Building the Future: Community Manuals for Drug Addiction Prevention and Support

Published
May 7, 2014

Agency: DARE

This project provided community training manuals on drug addiction prevention and support to members of the refugee communities living on the Thai-Burma border and ultimately to people displaced within the country of Burma, also known as Myanmar, itself. The manuals are an update to DARE’s previous manuals, now over 10 years old, which were prepared and taught by members of the local refugee community. The previous set of manuals and the DARE program have proven successful in helping to combat the addiction crisis which has overtaken many of the displaced communities throughout Burma and South East Asia. These updated manuals are essential to DARE’s vision of expanding its reach and providing more sensitive treatment and education threatened by addiction.
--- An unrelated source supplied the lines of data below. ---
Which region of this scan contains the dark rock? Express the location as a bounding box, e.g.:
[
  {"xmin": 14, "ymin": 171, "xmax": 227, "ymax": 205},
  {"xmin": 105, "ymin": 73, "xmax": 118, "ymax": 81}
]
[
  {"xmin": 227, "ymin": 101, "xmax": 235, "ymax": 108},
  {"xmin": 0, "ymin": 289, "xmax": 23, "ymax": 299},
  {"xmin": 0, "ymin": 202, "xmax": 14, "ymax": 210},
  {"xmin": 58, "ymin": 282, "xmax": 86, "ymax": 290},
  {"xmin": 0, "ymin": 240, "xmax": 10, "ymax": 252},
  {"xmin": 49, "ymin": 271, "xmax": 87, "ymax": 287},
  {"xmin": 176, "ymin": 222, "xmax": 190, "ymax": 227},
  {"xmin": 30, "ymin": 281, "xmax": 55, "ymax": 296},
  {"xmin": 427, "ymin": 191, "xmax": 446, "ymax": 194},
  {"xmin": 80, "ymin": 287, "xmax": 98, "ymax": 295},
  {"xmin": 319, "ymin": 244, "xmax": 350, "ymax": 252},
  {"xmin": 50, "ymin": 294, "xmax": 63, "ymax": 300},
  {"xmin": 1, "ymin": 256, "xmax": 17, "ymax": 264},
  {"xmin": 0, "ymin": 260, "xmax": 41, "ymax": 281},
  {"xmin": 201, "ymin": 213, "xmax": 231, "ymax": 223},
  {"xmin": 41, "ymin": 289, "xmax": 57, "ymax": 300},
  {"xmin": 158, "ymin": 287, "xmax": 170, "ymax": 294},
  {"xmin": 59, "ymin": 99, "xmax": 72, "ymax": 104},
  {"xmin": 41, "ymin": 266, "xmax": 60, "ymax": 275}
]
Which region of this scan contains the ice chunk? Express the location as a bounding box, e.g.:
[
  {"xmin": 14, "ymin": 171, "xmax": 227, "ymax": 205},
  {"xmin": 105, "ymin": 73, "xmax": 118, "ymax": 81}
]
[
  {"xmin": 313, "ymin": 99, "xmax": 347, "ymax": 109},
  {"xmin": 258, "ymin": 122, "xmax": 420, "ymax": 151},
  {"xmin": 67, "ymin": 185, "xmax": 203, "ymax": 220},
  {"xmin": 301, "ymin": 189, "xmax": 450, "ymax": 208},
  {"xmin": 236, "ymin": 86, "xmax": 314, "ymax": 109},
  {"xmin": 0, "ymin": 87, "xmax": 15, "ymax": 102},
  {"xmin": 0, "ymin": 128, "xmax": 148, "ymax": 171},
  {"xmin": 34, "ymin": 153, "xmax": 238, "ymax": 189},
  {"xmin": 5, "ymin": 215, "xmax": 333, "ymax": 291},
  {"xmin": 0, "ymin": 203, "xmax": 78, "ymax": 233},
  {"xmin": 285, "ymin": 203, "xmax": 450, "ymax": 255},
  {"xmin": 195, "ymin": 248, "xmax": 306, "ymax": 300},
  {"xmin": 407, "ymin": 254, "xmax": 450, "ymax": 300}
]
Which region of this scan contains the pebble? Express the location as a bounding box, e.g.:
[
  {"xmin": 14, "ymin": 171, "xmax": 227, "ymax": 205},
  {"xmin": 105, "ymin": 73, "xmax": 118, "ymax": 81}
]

The manuals have been created and are being substantially updated to deal with the major addiction crisis among all communities, particular displaced communities, in Burma and the communities along the Thai-Burma border. The DARE program administrators are all members of the local community who understand the unique challenges that drug addiction presents to their community and who can better attend to those in need of support. The manuals are in the Burmese language and are protected from theft and damage so that they can be used for many years.

Additional information

REI has funded DARE programs for more than a decade. The DARE Network consists almost entirely of refugees from minority groups in Burma whose families have fled over the past several decades to escape ethnic violence in the country. DARE’s programs have been a glimmer of success in the growing struggle to combat drug addiction. With these manuals, DARE hopes to expand its reach and provide better training to drug addiction specialists and workers.

Results

DARE received 2000 printed copies of their 273 page training manual in the Burmese and Karen languages. The manual was printed and tested in the camps with one cycle of treatments. The DARE staff improved in many areas including translation, English comprehension, increased computer skills and increased knowledge of the program and treatments among many others. The manual allows DARE to reach more clients with standardized treatment and allow people to support their communities. DARE is seeing this manual used in the camps, inside Karen State and in other countries where refugees have settled.

Case Study

We have worked on the borderline for 15 years without a full manual. In 2002 and 2004 we started to create a manual, we used this for a few years but needed to add more after developing extra modules and feedback from the community. Since then we have been hoping for an opportunity to put all the knowledge together. We have so much knowledge from our time that we have learned and shared, that we decided that if we can put all the information together it will be so useful and much easier for our program, it will be our gift to the program. If ever DARE is gone, or we cannot reach somewhere, the manual will live on as a gift to the community.

Law La Say – Program Coordinator, manager of manual project, translator.